I now have to refer to the case of Timothy John Evans. It is a case which more than any other factor related to the enforcement of capital punishment in England helped to mobilize public support for a change in the law.

Among the most potent arguments used by abolitionists in Britain in the last decade has been the possibility that an innocent man_was possibly hanged in London in 1949. The case, that of Timothy John Evans, aroused little interest at the time, and appeared to be an ordinary murder case, in which the evidence was comparatively straightforward. Among the most important evidence was a confession by Evans that he had killed his wife and baby daughter.

The case aroused fresh attention in 1953 when the other male occupant of the house in which Evans had lived, John Christie, was convicted of murder and found to be a multimurderer whose various female victims were found lying under floorboards and in the garden of the house. It appeared that Christie had killed these women, including his wife, over a period of years, and in each case sexual gratification was the motive. As Christie had been a leading prosecution witness in the Evans case, considerable doubt was felt about the conviction of Evans, who was a man of very limited intelligence and could easily, it was argued, have made a false confession.

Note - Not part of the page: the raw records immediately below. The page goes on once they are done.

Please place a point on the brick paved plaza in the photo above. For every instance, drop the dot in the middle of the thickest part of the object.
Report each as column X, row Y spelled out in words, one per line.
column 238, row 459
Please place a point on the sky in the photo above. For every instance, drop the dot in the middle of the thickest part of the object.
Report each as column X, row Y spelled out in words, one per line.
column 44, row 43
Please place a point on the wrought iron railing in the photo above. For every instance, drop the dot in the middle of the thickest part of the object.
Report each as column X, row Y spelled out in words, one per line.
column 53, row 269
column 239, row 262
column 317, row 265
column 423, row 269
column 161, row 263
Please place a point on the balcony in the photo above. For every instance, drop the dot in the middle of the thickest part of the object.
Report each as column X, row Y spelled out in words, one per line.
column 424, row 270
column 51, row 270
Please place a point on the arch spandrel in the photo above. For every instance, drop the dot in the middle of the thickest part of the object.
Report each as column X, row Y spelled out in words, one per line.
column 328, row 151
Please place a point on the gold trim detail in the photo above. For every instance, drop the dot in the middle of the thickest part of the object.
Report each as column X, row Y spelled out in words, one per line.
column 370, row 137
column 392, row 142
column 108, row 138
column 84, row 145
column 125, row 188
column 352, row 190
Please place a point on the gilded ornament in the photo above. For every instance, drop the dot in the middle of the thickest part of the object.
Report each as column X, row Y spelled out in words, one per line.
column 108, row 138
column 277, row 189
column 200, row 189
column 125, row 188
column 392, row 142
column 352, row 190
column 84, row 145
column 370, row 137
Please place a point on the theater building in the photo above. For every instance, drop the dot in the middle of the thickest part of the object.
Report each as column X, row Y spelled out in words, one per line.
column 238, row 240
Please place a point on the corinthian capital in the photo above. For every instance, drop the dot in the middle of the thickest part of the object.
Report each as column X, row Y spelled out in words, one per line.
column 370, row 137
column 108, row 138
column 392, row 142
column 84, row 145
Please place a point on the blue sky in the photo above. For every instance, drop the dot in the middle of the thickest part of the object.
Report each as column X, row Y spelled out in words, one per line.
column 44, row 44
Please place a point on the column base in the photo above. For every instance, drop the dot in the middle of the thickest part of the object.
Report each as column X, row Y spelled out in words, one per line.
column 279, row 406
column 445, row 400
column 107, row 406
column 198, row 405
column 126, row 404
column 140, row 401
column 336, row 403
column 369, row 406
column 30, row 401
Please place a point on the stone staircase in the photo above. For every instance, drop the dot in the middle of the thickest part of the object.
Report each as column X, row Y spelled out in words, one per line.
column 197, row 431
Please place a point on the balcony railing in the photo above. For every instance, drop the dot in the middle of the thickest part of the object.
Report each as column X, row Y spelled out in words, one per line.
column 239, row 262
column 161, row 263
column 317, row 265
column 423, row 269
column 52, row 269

An official inquiry was held by Mr. John Scott Henderson, Q.C., before Christie was executed. This inquiry, which was completed in a short space of time, came firmly to the conclusion that Evans was guilty of the murder of both his wife and his daughter.

Many, however, remained unsatisfied, and detailed criticisms of the Scott Henderson report were put forward in many quarters in the succeeding years. In particular, Mr. Ludovic Kennedy, in a book written in 1961, vigorously defended Evans' innocence and attacked the Scott Henderson report. There were repeated demands to successive Home Secretaries for a fresh inquiry into the case, but these demands were consistently rejected until, in 1965, the Home Secretary appointed Mr. Justice Brabin to hold a fresh inquiry.

This new inquiry took a year, and was most thoroughly carried out. Mr. Justice Brabin stressed the difficulties under which he had worked, due to the time that had elapsed since the events of 1949. In these circumstances, he felt, to come to any conclusion beyond reasonable doubt was impossible. However, the terms of his inquiry did not restrict him to conclusions of this degree of certainty, and, after carefully weighing the evidence, he reached the conclusions (a) that it was more probable than not that Evans had killed his wife; (b) that it was more probable than not that Evans had not killed his daughter. Evans, however, had been convicted of the murder of his daughter, and was not tried for killing his wife. In these circumstances, the Home Secretary recommended a royal pardon in respect of the conviction, and this was granted.


This, as you realize, is a big subject in itself, a subject which has filled many hundred pages in every country of the world where capital punishment has been debated in order to justify its retention or its abolition. It is, I am afraid, a subject upon which sober and critical men allow themselves to be led along a path of phantasy and wishful thinking. I believe that what our Commission had to say on the subject still deserves careful notice. I hasten to add that my respected friend, Prof. Thorsten Sellin (whom I am delighted to see here), has helped enormously. Here is the gist of our reasoning, and again I can do no more than to put the communication before you in almost telegraphic terms.

Under this head the Commission found it "extraordinary difficult to find conclusive arguments either way" (p. 18, par. 55). The arguments, both for and against, fell into two main groups: (1) Arguments from commonsense and "human nature"; (2) Arguments from statistics.

1. "Commonsense" arguments

(a) The general a priori argument from human nature and the fear of death. This was supported by all ranks of police and prison services. The case was well put earlier by James Fitzjames Stephen: "All that a man has will he give for his life"-nothing is more feared than death, therefore nothing can be so effective a deterrent.

The counter-argument is that death is by no means certain even in a capital case: in the 50 years 1900-1949 there was only one execution for every 12 murders known to the police.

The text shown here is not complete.